La trêve de Tours. – Passage de la Loire. – Nouvelle déclaration. – Henri III veut recevoir le roi de Navarre. – Méfiance et murmures des vieux huguenots. – Henri va au rendez-vous. – Entrevue de Plessis-lès-Tours. – Paroles du roi de Navarre. – Heureux effets de la réconciliation. – Henri se remet en campagne. – Attaque de Tours par l'armée de Mayenne. – Conseils salutaires du roi de Navarre à Henri III. – Succès des royalistes. – La grande armée royale. – Monitoire de Sixte-Quint contre Henri III. – Siège de Pontoise. – Les deux rois devant Paris. – Assassinat de Henri III à Saint-Cloud. – Sa mort. – Henri IV en Gascogne et Henri IV en France.

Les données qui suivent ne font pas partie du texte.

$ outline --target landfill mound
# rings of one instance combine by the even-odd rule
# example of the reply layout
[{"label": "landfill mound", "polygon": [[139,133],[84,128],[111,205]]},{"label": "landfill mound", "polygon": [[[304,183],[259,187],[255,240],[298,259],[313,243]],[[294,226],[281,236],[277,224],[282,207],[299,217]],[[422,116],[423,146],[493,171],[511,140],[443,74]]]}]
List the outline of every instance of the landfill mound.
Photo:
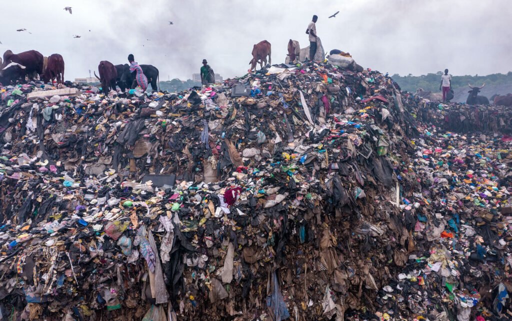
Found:
[{"label": "landfill mound", "polygon": [[509,313],[509,137],[328,63],[69,87],[2,89],[0,319]]}]

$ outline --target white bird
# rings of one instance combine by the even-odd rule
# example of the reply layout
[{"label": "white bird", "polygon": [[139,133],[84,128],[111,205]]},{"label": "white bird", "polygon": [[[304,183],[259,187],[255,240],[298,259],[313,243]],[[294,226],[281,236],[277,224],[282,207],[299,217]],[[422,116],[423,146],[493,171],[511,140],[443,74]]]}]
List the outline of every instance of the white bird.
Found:
[{"label": "white bird", "polygon": [[337,14],[338,14],[338,13],[339,13],[339,11],[336,11],[336,13],[335,13],[335,14],[333,14],[332,15],[329,16],[329,18],[335,18],[336,17],[336,15]]},{"label": "white bird", "polygon": [[30,31],[27,31],[27,29],[26,29],[25,28],[23,28],[23,29],[17,29],[16,31],[27,31],[27,32],[28,32],[30,34],[32,34],[32,32],[30,32]]}]

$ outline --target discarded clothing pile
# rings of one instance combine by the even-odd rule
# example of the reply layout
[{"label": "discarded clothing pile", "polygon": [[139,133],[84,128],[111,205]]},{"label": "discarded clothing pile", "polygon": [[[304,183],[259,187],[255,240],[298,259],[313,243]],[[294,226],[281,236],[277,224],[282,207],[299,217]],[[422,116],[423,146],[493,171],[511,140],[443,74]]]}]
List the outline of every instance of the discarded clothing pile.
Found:
[{"label": "discarded clothing pile", "polygon": [[512,135],[512,109],[439,103],[408,96],[407,104],[419,120],[457,133],[484,132]]},{"label": "discarded clothing pile", "polygon": [[507,313],[506,137],[417,122],[378,72],[286,67],[178,94],[2,89],[0,318]]}]

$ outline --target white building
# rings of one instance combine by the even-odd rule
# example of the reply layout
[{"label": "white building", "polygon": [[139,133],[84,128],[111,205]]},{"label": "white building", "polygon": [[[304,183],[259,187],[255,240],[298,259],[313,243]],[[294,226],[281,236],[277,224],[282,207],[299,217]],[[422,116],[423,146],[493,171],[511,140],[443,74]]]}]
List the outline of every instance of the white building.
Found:
[{"label": "white building", "polygon": [[[215,74],[215,82],[222,82],[222,76],[220,74]],[[201,74],[192,74],[192,81],[201,82]]]},{"label": "white building", "polygon": [[95,77],[87,77],[86,78],[75,78],[75,82],[78,82],[78,83],[92,83],[99,82],[99,80]]}]

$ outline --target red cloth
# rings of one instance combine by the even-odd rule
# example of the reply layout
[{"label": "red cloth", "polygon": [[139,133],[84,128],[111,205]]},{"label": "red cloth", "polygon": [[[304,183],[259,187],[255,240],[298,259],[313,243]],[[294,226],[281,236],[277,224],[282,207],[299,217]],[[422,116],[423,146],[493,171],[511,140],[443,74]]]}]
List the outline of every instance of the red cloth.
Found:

La trêve de Tours fut signée le 3 avril. Elle n'accordait au roi de Navarre, pour assurer le passage de son armée sur la Loire, que les Ponts-de-Cé; mais des difficultés pour la prise de possession de cette place y firent substituer la ville de Saumur, dont Du Plessis-Mornay fut nommé gouverneur. Saumur devint la base d'opérations du roi de Navarre. Il passa la Loire, le 21 avril, et distribua aussitôt son armée dans de nouveaux quartiers. L'avant-veille, il avait fait paraître une déclaration sur les motifs de cette démarche décisive, qui annonçait publiquement sa prochaine réunion avec le roi de France. Ce nouveau manifeste, rédigé par Du Plessis-Mornay, contient un tableau saisissant des désordres provoqués par la Ligue et un jugement plein de force sur la situation politique de la Maison de Lorraine52. C'est, dans l'ensemble, un résumé du manifeste de Châtellerault; en voici la conclusion: «Nous protestons que l'ambition ne nous met point aux armes; assez avons-nous montré que nous la méprisons; assez avons-nous aussi d'honneur d'être ce que nous sommes, et l'honneur de cet Etat ne peut périr que n'en périssions. Aussi peu, et Dieu nous est témoin, nous mène la vengeance. Nul n'a plus reçu de torts et d'injures que nous, nul jusques ici n'en a moins poursuivi, et nul ne sera plus libéral de les donner (remettre) aux ennemis, s'ils veulent s'amender, en tout cas, à la tranquillité, à la paix de la France.»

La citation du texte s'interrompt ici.